Cash Flow Cash is consistently flowing out of the business to fund operations, especially clinical trials and overhead. Operating cash burn has been steady, not wildly volatile, and capital spending on equipment or facilities is low, so nearly all cash use is tied to people, studies, and ongoing development work. Free cash flow is clearly negative, meaning the company depends on raising money from investors or lenders to keep advancing its pipeline. The current cash level provides some runway, but not enough to carry the company all the way through multiple large trials and potential launches without additional financing.


Competitive Edge

Competitive Edge Ocugen operates in a highly competitive and capital‑intensive corner of biotech but has carved out a distinctive niche in inherited retinal diseases and other eye disorders.

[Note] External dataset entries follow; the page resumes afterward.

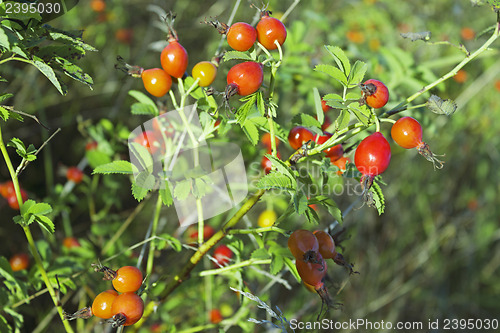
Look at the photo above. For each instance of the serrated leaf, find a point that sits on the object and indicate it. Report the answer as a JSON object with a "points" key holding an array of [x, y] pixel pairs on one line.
{"points": [[335, 101], [414, 36], [260, 254], [342, 120], [231, 55], [306, 120], [357, 74], [139, 192], [49, 73], [275, 180], [75, 72], [340, 58], [320, 115], [121, 167], [439, 106], [334, 72], [362, 113], [45, 223]]}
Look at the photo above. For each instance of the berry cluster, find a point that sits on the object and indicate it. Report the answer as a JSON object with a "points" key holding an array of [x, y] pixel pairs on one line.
{"points": [[310, 250], [120, 306], [8, 192]]}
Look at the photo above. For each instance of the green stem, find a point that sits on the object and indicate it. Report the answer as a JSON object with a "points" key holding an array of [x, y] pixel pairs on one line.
{"points": [[152, 246], [29, 236]]}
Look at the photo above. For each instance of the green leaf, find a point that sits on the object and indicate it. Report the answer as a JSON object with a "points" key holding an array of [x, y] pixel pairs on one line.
{"points": [[342, 120], [281, 167], [166, 196], [97, 157], [340, 58], [139, 192], [277, 264], [74, 72], [143, 99], [231, 55], [143, 109], [414, 36], [378, 198], [121, 167], [260, 254], [334, 72], [335, 101], [306, 120], [45, 223], [439, 106], [320, 115], [275, 180], [41, 208], [357, 74], [4, 39], [362, 113], [3, 97], [49, 73]]}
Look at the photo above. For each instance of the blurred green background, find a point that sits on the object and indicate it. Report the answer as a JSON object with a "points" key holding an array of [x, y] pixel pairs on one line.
{"points": [[434, 253]]}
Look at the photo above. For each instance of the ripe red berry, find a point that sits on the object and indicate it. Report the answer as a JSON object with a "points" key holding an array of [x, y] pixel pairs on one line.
{"points": [[326, 244], [241, 36], [102, 305], [205, 71], [71, 242], [334, 152], [298, 136], [373, 155], [19, 262], [244, 79], [174, 59], [375, 93], [407, 132], [127, 309], [303, 245], [128, 279], [156, 81], [222, 255], [74, 174], [312, 273], [269, 30]]}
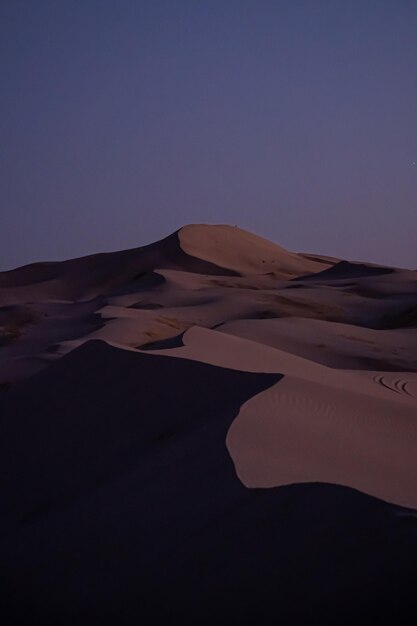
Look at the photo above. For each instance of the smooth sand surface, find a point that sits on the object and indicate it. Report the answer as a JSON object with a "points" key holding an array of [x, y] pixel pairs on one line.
{"points": [[208, 421]]}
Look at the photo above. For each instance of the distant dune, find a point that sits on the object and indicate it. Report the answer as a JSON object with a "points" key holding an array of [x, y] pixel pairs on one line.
{"points": [[208, 430]]}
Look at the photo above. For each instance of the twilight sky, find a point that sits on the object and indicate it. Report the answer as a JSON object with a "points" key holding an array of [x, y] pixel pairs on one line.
{"points": [[122, 120]]}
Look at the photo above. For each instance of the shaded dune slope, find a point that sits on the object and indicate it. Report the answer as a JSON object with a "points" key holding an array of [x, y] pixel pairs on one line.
{"points": [[122, 506]]}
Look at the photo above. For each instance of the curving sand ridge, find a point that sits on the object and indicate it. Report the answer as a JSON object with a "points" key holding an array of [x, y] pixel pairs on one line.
{"points": [[317, 424], [208, 430], [244, 252]]}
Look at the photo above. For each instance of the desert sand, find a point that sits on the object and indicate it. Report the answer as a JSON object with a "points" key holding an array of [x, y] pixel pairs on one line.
{"points": [[209, 429]]}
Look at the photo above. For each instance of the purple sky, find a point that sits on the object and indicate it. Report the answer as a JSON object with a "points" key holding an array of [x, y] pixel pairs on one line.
{"points": [[122, 120]]}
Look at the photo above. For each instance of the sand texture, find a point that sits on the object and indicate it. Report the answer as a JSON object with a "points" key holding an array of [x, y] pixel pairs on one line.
{"points": [[208, 430]]}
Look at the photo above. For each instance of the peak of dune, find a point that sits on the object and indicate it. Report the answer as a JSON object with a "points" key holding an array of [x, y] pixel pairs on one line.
{"points": [[189, 402], [242, 251]]}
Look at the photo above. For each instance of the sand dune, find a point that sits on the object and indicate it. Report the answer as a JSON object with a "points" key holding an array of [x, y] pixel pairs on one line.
{"points": [[208, 421]]}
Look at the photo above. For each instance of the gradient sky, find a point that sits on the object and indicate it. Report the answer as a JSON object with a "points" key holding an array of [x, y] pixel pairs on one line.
{"points": [[122, 120]]}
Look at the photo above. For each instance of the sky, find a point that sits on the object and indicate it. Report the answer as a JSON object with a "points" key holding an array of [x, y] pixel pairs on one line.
{"points": [[122, 120]]}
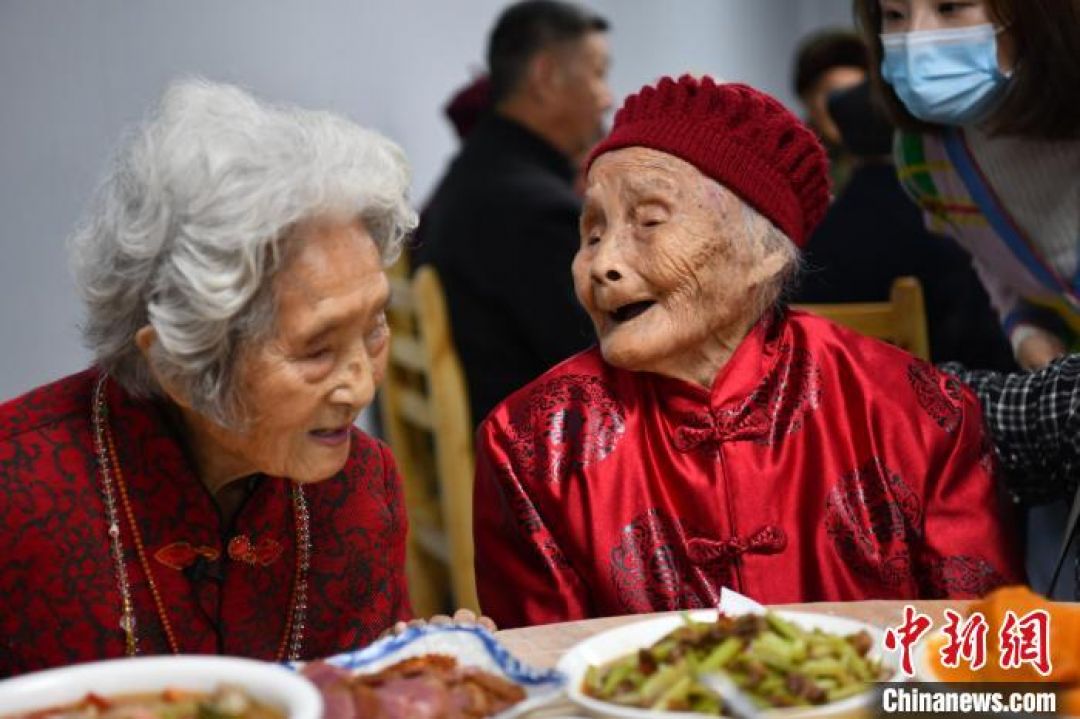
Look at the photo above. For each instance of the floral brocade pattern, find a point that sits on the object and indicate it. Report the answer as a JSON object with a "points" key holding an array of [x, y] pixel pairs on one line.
{"points": [[777, 407], [937, 393], [872, 516], [566, 423], [59, 601], [648, 571], [960, 577]]}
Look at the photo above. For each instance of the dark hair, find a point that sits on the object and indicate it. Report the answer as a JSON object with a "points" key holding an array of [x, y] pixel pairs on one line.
{"points": [[526, 28], [821, 52], [1041, 100]]}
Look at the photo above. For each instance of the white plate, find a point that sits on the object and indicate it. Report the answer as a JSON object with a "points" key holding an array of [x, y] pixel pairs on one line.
{"points": [[622, 640], [471, 646], [270, 683]]}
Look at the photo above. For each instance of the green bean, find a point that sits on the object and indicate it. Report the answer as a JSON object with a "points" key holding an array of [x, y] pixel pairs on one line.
{"points": [[760, 655], [719, 656], [676, 691]]}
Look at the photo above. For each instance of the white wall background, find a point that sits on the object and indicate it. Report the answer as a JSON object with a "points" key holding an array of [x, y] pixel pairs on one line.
{"points": [[75, 73]]}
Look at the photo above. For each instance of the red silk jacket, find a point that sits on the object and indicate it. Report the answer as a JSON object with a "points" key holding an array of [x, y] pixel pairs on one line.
{"points": [[59, 600], [821, 465]]}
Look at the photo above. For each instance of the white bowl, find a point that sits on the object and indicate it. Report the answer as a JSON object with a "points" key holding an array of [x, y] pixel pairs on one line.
{"points": [[269, 683], [625, 639]]}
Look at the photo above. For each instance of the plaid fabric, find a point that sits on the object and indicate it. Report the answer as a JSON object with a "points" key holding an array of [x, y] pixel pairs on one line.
{"points": [[1034, 419]]}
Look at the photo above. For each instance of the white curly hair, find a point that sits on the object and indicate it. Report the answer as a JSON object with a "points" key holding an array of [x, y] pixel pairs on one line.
{"points": [[194, 218]]}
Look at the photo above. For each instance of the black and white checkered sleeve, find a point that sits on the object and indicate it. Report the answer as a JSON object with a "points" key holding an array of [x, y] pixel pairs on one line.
{"points": [[1034, 419]]}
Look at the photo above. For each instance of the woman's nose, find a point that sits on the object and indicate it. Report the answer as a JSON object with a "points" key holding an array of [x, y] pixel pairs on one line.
{"points": [[607, 261], [356, 385]]}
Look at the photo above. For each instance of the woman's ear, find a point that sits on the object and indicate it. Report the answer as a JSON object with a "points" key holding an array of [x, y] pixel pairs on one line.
{"points": [[145, 339], [769, 267]]}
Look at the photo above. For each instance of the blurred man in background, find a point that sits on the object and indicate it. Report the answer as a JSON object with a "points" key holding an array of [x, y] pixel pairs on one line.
{"points": [[827, 62], [874, 233], [502, 225]]}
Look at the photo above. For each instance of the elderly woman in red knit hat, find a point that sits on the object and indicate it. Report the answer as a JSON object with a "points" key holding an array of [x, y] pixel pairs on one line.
{"points": [[715, 438]]}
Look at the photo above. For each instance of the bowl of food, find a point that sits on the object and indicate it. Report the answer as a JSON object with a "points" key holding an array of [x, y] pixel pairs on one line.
{"points": [[165, 687], [788, 664], [432, 670]]}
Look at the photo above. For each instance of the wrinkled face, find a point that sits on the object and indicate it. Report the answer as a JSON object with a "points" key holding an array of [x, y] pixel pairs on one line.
{"points": [[302, 387], [910, 15], [666, 266], [584, 95], [817, 100]]}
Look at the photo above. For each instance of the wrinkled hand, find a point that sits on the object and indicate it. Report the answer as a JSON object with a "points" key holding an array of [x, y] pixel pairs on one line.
{"points": [[1039, 349], [461, 616]]}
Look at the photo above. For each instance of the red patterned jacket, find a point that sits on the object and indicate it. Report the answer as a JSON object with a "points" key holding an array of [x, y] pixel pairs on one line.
{"points": [[59, 600], [821, 465]]}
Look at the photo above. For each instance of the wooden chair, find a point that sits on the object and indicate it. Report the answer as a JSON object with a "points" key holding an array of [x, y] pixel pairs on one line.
{"points": [[902, 321], [426, 417]]}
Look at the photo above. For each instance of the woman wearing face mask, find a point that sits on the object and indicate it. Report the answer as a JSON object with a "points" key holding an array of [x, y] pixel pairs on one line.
{"points": [[987, 95]]}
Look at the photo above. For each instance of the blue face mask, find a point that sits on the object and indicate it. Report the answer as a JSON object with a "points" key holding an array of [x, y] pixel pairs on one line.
{"points": [[945, 77]]}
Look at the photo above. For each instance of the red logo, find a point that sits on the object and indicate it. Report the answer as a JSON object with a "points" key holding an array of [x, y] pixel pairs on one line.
{"points": [[904, 637], [967, 640], [1026, 640]]}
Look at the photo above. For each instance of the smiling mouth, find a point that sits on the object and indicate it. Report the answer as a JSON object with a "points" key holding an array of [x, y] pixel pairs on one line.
{"points": [[334, 436], [628, 312]]}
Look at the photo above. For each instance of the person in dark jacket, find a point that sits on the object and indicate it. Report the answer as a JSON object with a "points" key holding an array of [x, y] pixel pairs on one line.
{"points": [[874, 233], [501, 227]]}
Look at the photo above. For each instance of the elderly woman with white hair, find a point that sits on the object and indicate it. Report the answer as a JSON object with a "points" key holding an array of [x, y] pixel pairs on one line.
{"points": [[715, 438], [202, 488]]}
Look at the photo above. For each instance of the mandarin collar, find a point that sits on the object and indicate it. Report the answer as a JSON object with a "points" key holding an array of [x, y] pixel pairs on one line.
{"points": [[745, 396]]}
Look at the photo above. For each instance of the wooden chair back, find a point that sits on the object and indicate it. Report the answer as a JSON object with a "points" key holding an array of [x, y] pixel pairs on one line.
{"points": [[426, 417], [901, 321]]}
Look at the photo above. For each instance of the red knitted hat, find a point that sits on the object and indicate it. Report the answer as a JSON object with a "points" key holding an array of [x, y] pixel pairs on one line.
{"points": [[739, 136]]}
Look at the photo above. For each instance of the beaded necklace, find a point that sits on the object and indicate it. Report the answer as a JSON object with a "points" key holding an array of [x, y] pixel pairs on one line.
{"points": [[113, 485]]}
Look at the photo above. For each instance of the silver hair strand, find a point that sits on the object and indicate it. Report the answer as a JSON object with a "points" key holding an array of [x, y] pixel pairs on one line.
{"points": [[193, 219]]}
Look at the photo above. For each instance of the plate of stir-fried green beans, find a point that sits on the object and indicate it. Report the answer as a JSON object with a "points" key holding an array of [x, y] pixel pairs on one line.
{"points": [[787, 663]]}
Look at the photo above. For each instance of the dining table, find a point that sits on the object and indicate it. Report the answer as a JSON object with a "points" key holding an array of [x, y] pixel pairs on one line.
{"points": [[543, 645]]}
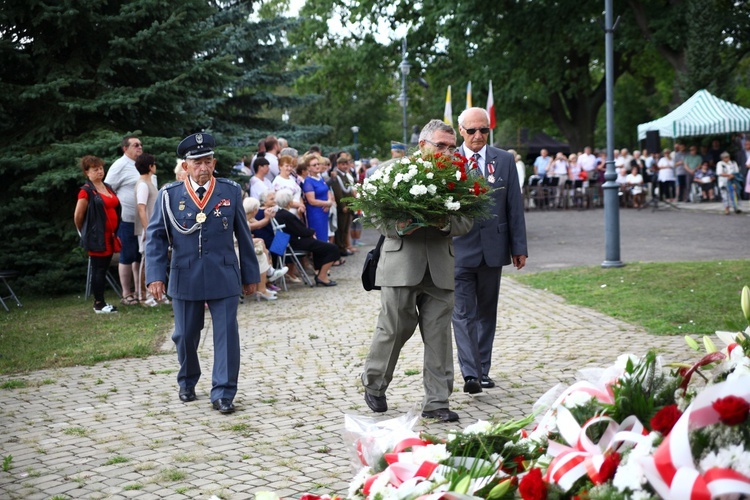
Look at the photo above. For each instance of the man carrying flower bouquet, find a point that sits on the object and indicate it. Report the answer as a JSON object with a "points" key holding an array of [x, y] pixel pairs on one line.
{"points": [[480, 254], [416, 267]]}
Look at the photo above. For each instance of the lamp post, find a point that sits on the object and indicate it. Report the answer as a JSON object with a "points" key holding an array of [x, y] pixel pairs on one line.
{"points": [[404, 67], [355, 131], [610, 187]]}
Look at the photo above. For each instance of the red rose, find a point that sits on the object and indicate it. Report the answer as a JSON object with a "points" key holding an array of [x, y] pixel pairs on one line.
{"points": [[665, 419], [532, 486], [609, 467], [731, 409]]}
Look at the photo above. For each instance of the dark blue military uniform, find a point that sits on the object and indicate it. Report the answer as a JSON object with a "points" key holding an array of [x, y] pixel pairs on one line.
{"points": [[204, 268]]}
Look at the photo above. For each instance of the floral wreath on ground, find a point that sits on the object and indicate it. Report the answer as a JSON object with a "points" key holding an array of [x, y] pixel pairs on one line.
{"points": [[639, 429], [424, 189]]}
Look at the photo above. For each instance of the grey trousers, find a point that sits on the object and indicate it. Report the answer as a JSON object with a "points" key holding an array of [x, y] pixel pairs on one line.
{"points": [[403, 309]]}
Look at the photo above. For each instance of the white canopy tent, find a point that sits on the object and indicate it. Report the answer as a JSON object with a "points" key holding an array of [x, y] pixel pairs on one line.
{"points": [[702, 114]]}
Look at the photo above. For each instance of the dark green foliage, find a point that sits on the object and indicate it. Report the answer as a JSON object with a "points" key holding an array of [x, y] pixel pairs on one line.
{"points": [[643, 390], [77, 76]]}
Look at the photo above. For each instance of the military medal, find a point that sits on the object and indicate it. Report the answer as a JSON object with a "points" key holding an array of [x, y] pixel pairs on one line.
{"points": [[200, 217]]}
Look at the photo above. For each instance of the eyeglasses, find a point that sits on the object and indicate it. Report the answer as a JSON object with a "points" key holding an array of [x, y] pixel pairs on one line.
{"points": [[441, 146], [472, 131]]}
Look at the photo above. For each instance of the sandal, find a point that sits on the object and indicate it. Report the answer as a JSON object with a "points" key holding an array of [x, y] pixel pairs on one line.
{"points": [[130, 300]]}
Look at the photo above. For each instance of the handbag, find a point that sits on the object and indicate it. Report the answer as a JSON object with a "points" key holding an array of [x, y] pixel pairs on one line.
{"points": [[279, 243], [370, 267]]}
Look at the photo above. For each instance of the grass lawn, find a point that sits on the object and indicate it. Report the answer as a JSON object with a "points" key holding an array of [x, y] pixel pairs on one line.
{"points": [[65, 331], [664, 298]]}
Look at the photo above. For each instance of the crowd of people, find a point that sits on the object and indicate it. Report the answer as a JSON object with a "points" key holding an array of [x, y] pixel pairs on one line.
{"points": [[113, 211], [688, 174]]}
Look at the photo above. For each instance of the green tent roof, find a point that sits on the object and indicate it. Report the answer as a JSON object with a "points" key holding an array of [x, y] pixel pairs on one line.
{"points": [[702, 114]]}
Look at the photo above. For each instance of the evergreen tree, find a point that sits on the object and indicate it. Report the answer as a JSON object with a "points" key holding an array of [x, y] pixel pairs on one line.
{"points": [[78, 75]]}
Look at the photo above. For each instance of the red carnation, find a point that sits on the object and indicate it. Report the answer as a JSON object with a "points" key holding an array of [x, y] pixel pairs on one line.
{"points": [[665, 419], [731, 409], [609, 467], [532, 486]]}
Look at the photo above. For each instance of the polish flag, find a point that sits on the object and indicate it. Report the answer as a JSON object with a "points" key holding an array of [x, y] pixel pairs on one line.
{"points": [[491, 107]]}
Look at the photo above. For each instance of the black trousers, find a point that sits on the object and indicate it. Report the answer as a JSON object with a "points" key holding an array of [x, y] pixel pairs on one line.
{"points": [[99, 266]]}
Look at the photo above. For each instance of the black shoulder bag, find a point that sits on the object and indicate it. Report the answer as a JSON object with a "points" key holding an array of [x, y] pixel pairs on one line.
{"points": [[371, 266]]}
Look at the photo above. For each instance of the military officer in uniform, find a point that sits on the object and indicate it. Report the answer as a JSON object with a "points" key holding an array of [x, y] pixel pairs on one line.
{"points": [[200, 218]]}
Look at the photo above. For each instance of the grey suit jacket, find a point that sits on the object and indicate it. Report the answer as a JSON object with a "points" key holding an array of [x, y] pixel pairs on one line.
{"points": [[404, 260], [498, 238]]}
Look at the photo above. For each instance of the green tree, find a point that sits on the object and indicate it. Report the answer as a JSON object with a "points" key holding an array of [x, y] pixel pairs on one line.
{"points": [[77, 76]]}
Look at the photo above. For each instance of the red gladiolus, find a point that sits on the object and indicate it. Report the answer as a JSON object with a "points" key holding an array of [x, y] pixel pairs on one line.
{"points": [[609, 467], [732, 410], [532, 486], [665, 419]]}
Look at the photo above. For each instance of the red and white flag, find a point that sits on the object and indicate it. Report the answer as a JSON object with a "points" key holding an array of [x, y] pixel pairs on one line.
{"points": [[491, 107]]}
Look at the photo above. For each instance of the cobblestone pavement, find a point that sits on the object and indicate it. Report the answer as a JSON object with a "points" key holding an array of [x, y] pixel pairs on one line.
{"points": [[118, 430]]}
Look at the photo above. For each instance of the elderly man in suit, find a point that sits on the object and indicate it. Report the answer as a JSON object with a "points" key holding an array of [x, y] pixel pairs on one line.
{"points": [[416, 275], [200, 218], [482, 252]]}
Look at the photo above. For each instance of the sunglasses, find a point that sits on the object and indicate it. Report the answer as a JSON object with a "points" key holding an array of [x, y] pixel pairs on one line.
{"points": [[472, 131]]}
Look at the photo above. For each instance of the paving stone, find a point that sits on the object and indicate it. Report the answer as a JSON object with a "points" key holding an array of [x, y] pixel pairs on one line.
{"points": [[299, 376]]}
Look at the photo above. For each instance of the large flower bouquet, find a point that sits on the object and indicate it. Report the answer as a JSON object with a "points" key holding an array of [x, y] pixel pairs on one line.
{"points": [[423, 190], [639, 429]]}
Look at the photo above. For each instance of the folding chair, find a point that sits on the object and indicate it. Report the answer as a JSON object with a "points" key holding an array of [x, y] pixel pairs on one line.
{"points": [[293, 255], [110, 279], [5, 276]]}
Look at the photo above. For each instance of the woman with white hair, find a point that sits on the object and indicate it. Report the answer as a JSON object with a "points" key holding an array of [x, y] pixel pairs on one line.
{"points": [[267, 273], [303, 239]]}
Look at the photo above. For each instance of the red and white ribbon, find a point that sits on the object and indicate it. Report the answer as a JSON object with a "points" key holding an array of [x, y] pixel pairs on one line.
{"points": [[582, 456], [672, 470]]}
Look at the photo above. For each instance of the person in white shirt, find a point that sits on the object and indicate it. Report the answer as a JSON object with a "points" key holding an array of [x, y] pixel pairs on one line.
{"points": [[122, 176], [272, 155], [666, 177], [634, 186], [259, 183], [726, 170]]}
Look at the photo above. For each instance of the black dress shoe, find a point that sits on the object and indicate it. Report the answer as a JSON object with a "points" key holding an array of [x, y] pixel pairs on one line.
{"points": [[223, 406], [378, 404], [442, 414], [487, 382], [472, 385], [319, 281], [187, 394]]}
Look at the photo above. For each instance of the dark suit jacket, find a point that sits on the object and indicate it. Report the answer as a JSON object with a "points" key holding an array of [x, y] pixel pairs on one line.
{"points": [[498, 238], [214, 272]]}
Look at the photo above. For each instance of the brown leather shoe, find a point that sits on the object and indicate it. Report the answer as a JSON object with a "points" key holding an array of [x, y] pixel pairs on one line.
{"points": [[442, 414]]}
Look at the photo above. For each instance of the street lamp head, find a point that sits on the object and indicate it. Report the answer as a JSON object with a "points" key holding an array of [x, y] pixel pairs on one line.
{"points": [[404, 66]]}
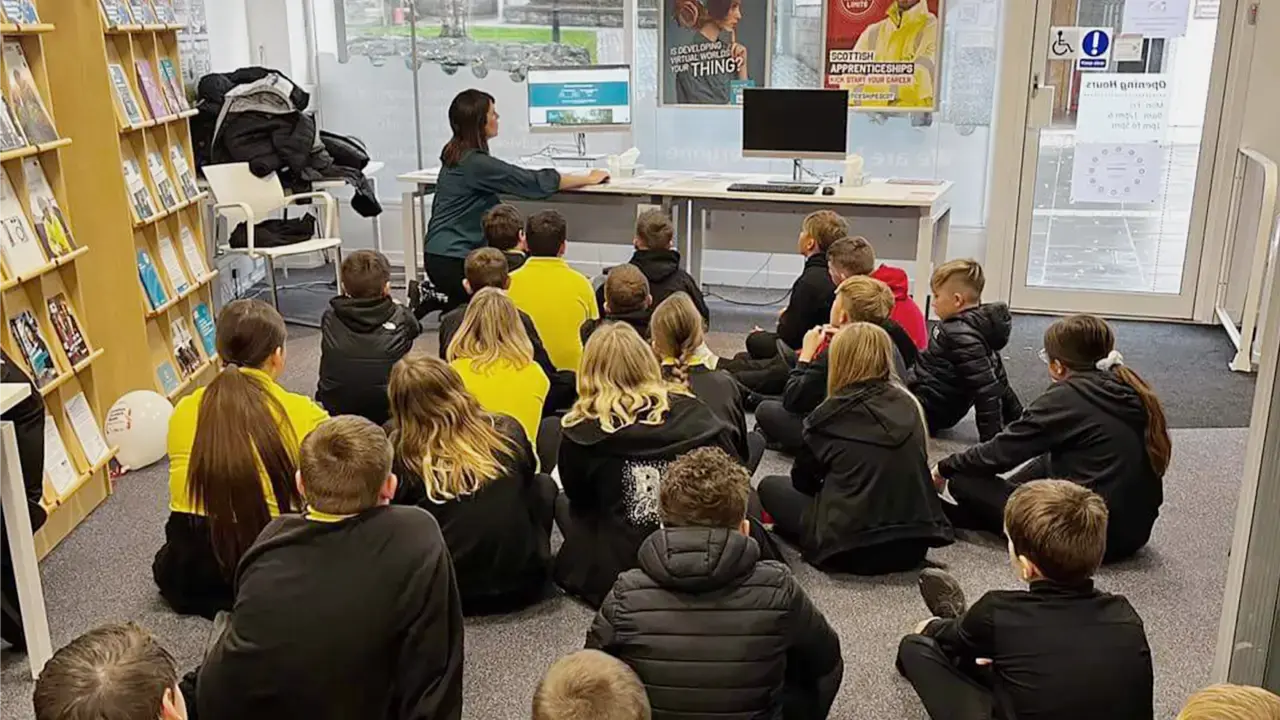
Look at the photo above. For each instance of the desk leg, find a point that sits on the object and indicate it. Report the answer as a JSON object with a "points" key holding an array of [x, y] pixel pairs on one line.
{"points": [[408, 235], [22, 548]]}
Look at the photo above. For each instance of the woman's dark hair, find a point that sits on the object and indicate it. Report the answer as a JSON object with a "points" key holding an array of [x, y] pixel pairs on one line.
{"points": [[224, 472], [1079, 342], [469, 114]]}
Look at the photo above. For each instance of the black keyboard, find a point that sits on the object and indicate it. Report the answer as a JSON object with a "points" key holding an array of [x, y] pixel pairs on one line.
{"points": [[782, 188]]}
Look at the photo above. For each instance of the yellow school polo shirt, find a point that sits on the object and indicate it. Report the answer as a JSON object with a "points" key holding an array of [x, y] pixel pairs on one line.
{"points": [[301, 411], [508, 391], [560, 300]]}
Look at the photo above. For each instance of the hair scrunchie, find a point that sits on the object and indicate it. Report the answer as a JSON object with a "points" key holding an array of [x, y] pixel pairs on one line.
{"points": [[1111, 360]]}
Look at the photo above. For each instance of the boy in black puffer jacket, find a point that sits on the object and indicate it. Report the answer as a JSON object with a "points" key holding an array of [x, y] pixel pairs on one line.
{"points": [[708, 627], [961, 367], [364, 332]]}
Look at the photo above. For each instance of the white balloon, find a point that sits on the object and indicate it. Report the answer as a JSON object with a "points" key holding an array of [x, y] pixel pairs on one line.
{"points": [[138, 424]]}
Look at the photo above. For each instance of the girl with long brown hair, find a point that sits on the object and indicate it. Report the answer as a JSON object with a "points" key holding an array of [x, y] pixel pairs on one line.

Its main edge is a “gene‑agnostic” modifier gene therapy platform that aims to treat many mutations with a single approach, rather than one mutation at a time. That concept, plus regulatory designations like orphan and RMAT status, gives it differentiation and some development advantages. However, it remains a small player facing large, well‑funded competitors in gene therapy and ophthalmology, with no approved products yet. Its competitive position will be defined by whether late‑stage trials deliver clear, compelling benefits versus both existing care and rival experimental therapies.


Innovation and R&D

Innovation and R&D Innovation is the core of Ocugen’s story. The modifier gene therapy platform is scientifically ambitious, aiming to reset broader retinal function rather than simply replacing one gene. Lead programs like OCU400 (for retinitis pigmentosa and LCA) and OCU410/OCU410ST (for geographic atrophy and Stargardt disease) target conditions with few or no approved treatments, which strengthens the strategic logic of the R&D focus. The pipeline is diversified within eye diseases and has some optionality beyond ophthalmology, though prior efforts such as the COVID vaccine highlight both the potential for rapid pivots and the risk that not all avenues will prove commercially viable. Execution risk is high: outcomes of Phase 3 and pivotal Phase 2/3 trials, regulatory feedback, and safety profiles will largely determine whether this innovation translates into real-world impact.


Summary

Ocugen today is a classic early‑stage biotech: scientifically bold, commercially unproven, and financially reliant on external funding. The financial statements show a small company with minimal revenue, recurring but relatively stable losses, and a modest cash base that needs to be replenished over time to support ongoing trials. Strategically, its appeal centers on a differentiated gene therapy platform and a pipeline aimed at serious eye diseases with high unmet need, supported by favorable regulatory designations. The central tension is straightforward: if its late‑stage studies succeed, Ocugen could transform its financial profile and competitive standing; if they disappoint, the lack of diversification in approved products and the limited balance sheet would be significant constraints. Key things to watch are clinical trial readouts, regulatory milestones, partnership activity, and how the company manages its cash burn and fundraising over the next few years.